Exodus 3:7 "Then the Lord said, 'I have seen the affliction of my people who are in Egypt, and have heard their cry because of their taskmasters; I know their sufferings'".

 

The Jews were enslaved in Egypt for 400 years, so when God says He has seen their affliction, He's talking about 400 years of it! We cannot know why God let them suffer for so long because we cannot see God's plans and purposes, but we do know that eventually God acted in a most miraculous way to free His people, bring justice to the Egyptians, and ultimately lead the Jews to the Promised Land. We learn from these Biblical stories to trust God's goodness and mercy, and wait for His justice.

 

Even though we don't always understand God's timing, we know that it is always perfect, that He knows just when to rise up and save us. Plus, we learn during our suffering, and sometimes it takes us a very long time to learn what we are meant to learn!
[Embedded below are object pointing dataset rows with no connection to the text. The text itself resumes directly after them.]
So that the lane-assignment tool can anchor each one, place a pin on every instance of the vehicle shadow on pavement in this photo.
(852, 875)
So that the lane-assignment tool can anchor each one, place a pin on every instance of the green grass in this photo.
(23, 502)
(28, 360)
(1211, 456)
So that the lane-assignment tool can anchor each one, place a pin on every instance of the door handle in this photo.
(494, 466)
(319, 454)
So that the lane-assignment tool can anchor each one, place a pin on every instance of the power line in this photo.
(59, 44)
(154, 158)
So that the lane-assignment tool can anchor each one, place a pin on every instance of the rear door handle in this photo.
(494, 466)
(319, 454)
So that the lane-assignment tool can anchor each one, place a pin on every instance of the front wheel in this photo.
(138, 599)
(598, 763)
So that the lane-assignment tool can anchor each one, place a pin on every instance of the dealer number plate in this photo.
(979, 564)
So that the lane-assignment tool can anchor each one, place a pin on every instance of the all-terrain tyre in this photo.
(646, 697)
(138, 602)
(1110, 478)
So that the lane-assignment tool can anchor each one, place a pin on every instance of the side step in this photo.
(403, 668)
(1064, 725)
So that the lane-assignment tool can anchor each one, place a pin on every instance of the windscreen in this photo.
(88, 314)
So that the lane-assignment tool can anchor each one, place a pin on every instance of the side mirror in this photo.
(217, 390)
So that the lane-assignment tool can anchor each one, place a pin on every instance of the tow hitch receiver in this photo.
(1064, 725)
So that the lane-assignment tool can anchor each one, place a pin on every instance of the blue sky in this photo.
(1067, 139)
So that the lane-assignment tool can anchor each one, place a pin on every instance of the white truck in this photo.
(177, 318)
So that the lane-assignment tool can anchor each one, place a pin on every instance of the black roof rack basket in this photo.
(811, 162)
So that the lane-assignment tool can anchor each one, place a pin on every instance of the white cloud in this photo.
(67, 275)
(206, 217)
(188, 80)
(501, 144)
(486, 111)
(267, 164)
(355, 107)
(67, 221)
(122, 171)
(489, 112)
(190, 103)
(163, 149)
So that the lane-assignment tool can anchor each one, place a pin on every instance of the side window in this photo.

While we are learning, though, God is always working in the background, preparing people and events so that His plan will come to fruition.

 

Looking back on God's plan in the story of Exodus (which is only possible for us because we can look back, it was not possible for the Jews while they were in the story!), we can see that in Egypt, for His plan to unfold, things had to get so bad that one mother would be desperate enough to attempt to save her son's life by sending him in a basket down the river. That baby had to grow up knowing the ways of Egypt and having a relationship with Pharaoh in order for there to be someone who could speak God's truth to Pharaoh's power.

 

God knew the exact right time to send Moses into the world, but while the time for Moses was being prepared, God continued to see His people's affliction and their enslavement, wrongs that would eventually incur His justice. God often withholds His justice, and even mitigates it if there is repentance, but if there is no repentance, then, as I've written before, it earns interest. We can see that in the plagues of Egypt.

 

We do not have a day-to-day account of the Jews' experience as slaves in Egypt, we drop in on the story in Exodus, but God has such a day-to-day, even minute-to-minute, account. We may not fully understand why it took 400 years for God to free His people and bring justice on Egypt, but we can certainly see His goodness, mercy, and justice in the part of the story we have been given, and that is enough to learn to trust Him.